情報を「選ぶ」時代に、「知らなかった」で済ませてしまうのは、たぶんとても恥ずかしいことだ

自己紹介記事

どんな人間がこの記事を書いているのかは、上の自己紹介記事をご覧ください

記事中の引用は、映画館で取ったメモを参考にしているので、正確なものではありません

映画『娘は戦場で生まれた』は、「今まで見た中で一番凄まじかった」と言っていいくらいあまりに衝撃的なドキュメンタリー映画だった

本でも映画でも、「これまでのベストは?」みたいに聞かれることは得意じゃない。自分がどういう状態でその作品に触れたのかなどによって受け取り方が大きく変わるので、「作品そのものを純粋に客観的に判断してランク付けする」ことなんてできない。また、「そんな客観性はいいから、あなたのベストが知りたいんだ」ということだとしても、そう聞かれた時の気分でもまた、答えは変わるだろう。
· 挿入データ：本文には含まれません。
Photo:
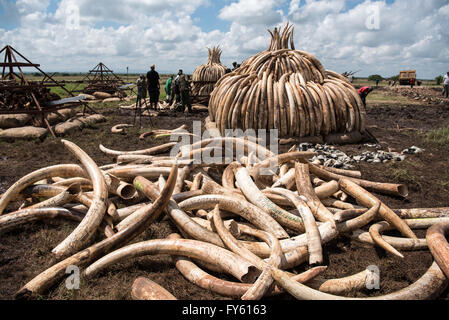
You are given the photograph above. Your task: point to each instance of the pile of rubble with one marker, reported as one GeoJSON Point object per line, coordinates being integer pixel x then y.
{"type": "Point", "coordinates": [330, 156]}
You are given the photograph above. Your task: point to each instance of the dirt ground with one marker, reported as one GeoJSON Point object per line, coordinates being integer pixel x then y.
{"type": "Point", "coordinates": [25, 252]}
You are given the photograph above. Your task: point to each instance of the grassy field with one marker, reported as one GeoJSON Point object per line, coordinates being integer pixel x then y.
{"type": "Point", "coordinates": [132, 78]}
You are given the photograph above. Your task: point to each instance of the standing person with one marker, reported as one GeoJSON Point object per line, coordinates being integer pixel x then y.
{"type": "Point", "coordinates": [446, 85]}
{"type": "Point", "coordinates": [364, 92]}
{"type": "Point", "coordinates": [184, 89]}
{"type": "Point", "coordinates": [141, 94]}
{"type": "Point", "coordinates": [175, 89]}
{"type": "Point", "coordinates": [154, 87]}
{"type": "Point", "coordinates": [168, 89]}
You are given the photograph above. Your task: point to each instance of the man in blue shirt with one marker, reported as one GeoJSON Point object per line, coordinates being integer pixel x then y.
{"type": "Point", "coordinates": [154, 87]}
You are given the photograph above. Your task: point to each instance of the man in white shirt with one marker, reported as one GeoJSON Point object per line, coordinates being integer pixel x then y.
{"type": "Point", "coordinates": [446, 85]}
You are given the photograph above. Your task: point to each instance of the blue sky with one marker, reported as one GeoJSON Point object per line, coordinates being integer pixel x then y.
{"type": "Point", "coordinates": [175, 33]}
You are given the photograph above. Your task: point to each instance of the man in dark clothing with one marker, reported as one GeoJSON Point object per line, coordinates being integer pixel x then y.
{"type": "Point", "coordinates": [184, 89]}
{"type": "Point", "coordinates": [154, 87]}
{"type": "Point", "coordinates": [364, 92]}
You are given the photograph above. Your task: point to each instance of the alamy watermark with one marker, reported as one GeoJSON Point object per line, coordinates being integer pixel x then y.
{"type": "Point", "coordinates": [373, 20]}
{"type": "Point", "coordinates": [72, 14]}
{"type": "Point", "coordinates": [73, 280]}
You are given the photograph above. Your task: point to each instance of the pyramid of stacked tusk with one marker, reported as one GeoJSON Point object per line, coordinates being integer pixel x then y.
{"type": "Point", "coordinates": [289, 90]}
{"type": "Point", "coordinates": [206, 76]}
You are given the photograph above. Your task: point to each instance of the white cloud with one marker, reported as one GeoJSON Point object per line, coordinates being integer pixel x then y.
{"type": "Point", "coordinates": [252, 12]}
{"type": "Point", "coordinates": [412, 33]}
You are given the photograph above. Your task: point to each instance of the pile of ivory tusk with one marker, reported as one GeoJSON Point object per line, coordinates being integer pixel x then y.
{"type": "Point", "coordinates": [246, 219]}
{"type": "Point", "coordinates": [206, 76]}
{"type": "Point", "coordinates": [288, 90]}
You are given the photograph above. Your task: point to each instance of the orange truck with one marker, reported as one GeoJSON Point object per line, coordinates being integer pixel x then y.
{"type": "Point", "coordinates": [406, 76]}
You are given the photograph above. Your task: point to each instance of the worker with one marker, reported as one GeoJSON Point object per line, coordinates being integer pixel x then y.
{"type": "Point", "coordinates": [446, 85]}
{"type": "Point", "coordinates": [184, 89]}
{"type": "Point", "coordinates": [154, 87]}
{"type": "Point", "coordinates": [168, 89]}
{"type": "Point", "coordinates": [141, 94]}
{"type": "Point", "coordinates": [364, 92]}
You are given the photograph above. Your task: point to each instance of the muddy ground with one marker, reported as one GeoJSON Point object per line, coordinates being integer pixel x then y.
{"type": "Point", "coordinates": [25, 252]}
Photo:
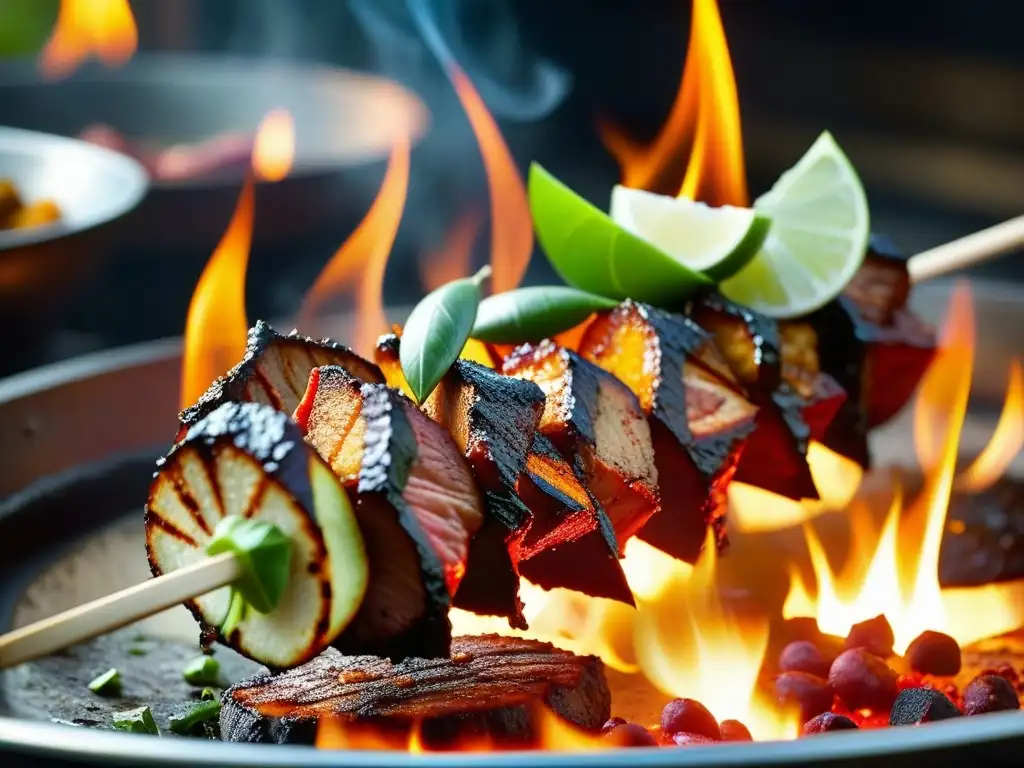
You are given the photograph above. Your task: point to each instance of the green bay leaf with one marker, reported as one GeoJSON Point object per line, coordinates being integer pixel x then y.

だから、基本的にはそういう質問には答えないし、自分でも、ランキングや星の数で作品を評価したりはしない。

ただ、この映画は正直、これまで見た中でダントツの作品だと感じた。これ以上の映画がこれから生まれ得るんだろうか、と考えてしまうほど衝撃を受けた。

そんな状況に人間が置かれてしまうことなどあるのかと嘆息するような、とてもドキュメンタリーだとは思えない世界に、観ている間、何度も頭を殴られたような衝撃を受けた

「娘を産んだことを後悔している」と言わざるを得ない状況にいる母親

この映画を撮影しているのは、一児の母だ。そして彼女は、映画の中でこう話す。

今はあなたを産んで後悔している。
パパと会ったことも。
実家から出たことも悔やんだ

もちろん、本心ではない。彼女にとって娘は最愛の存在だ。映画を観れば、彼女がどれほど娘を愛しているのか伝わる。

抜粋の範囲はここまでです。